Example: minimal serverless endpoint (Node) that uses OpenAI to compose and Twilio to send

 

// api/send-sms.js

// // This is a server-side endpoint file. Save dependencies in package.json: twilio and node-fetch (or use native fetch in Node 18+).

const fetch = require('node-fetch'); // // or global fetch in newer Node runtimes
const twilio = require('twilio');

module.exports = async (req, res) => {
  try {
    // // Basic validation
    const { to, context } = req.body;
    if (!to) return res.status(400).json({ error: 'missing "to" number' });

    // // Generate SMS text with OpenAI
    const openaiResp = await fetch('https://api.openai.com/v1/chat/completions', {
      method: 'POST',
      headers: {
        'Authorization': `Bearer ${process.env.OPENAI_API_KEY}`,
        'Content-Type': 'application/json'
      },
      body: JSON.stringify({
        model: 'gpt-3.5-turbo',
        messages: [
          { role: 'system', content: 'Write a short friendly SMS <=160 chars, no PII.' },
          { role: 'user', content: `Context: ${context || 'generic notification'}` }
        ],
        max_tokens: 60
      })
    });
    const data = await openaiResp.json();
    const text = data.choices?.[0]?.message?.content?.trim() || 'Hello!';

    // // Send SMS via Twilio
    const client = twilio(process.env.TWILIO_ACCOUNT_SID, process.env.TWILIO_AUTH_TOKEN);
    await client.messages.create({ body: text, from: process.env.TWILIO_FROM, to });

    // // Persist/send status to your DB here (Supabase) if desired

    return res.json({ ok: true, text });
  } catch (err) {
    // // Log server-side; do not expose secrets.
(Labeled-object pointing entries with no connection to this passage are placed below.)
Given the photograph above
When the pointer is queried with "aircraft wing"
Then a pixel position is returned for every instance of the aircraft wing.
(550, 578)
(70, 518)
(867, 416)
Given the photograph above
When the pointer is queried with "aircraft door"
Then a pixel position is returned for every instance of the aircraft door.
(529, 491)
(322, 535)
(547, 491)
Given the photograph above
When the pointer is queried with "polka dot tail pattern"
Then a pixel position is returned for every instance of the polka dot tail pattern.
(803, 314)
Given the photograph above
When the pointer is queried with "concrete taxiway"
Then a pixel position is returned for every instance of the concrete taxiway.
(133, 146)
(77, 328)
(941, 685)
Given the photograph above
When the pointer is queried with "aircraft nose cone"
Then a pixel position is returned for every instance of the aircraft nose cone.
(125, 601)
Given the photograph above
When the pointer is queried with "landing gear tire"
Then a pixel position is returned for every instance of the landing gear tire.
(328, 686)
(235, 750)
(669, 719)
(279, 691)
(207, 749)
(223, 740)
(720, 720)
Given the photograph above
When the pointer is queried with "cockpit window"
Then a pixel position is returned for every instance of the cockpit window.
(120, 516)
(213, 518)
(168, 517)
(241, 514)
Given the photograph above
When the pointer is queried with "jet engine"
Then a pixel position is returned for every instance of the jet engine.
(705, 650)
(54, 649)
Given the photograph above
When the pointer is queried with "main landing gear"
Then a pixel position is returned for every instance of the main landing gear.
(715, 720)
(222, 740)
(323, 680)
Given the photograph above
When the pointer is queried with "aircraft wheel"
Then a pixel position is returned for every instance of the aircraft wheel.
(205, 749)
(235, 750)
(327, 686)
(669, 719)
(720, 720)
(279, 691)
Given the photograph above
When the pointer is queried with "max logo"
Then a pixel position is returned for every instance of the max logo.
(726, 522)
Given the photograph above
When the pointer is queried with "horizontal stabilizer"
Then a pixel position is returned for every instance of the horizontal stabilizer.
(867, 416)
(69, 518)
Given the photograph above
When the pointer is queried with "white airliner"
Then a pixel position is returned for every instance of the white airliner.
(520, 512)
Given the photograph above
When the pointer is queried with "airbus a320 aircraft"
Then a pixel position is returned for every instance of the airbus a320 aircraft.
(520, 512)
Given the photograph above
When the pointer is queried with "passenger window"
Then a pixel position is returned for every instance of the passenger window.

Consider storing errors in your DB for retries.
    console.error(err);
    return res.status(500).json({ error: 'failed to send' });
  }
};

 

Operational best practices

 

  • Consent & content rules — ensure users opted in for SMS. Use templates and redaction to avoid sending PII to OpenAI.
  • Rate limiting & batching — throttle sends and use batching or segmented sends to avoid provider rate limits and cost spikes.
  • Queue + retries — write messages to Supabase (or Redis/DB) and have a worker (GitHub Actions, Supabase Function, or external worker) pull and retry with exponential backoff.
  • Observability — store send attempts, provider response codes, and timestamps for audit/retry and user support.
  • Fallbacks — implement a secondary SMS provider webhook for failures above a threshold.
  • Security — keep all keys in Lovable Secrets; do AI calls server-side only.

 

When you need more than Lovable cloud UI

 

  • Install packages — add them to package.json in the project and use GitHub sync so CI installs dependencies (no terminal).
  • Scheduled jobs — use GitHub Actions cron or Supabase Edge Functions; Lovable does not provide an internal cron CLI.
  • Heavy throughput — export to your infra (via GitHub) and run workers with horizontal scaling.

 

Follow these steps inside Lovable: create endpoint files via Chat Mode, add secrets in Secrets UI, test with Preview, and Publish or sync to GitHub for production, keeping consent, PII, rate limits, queuing, and retries as first-class concerns.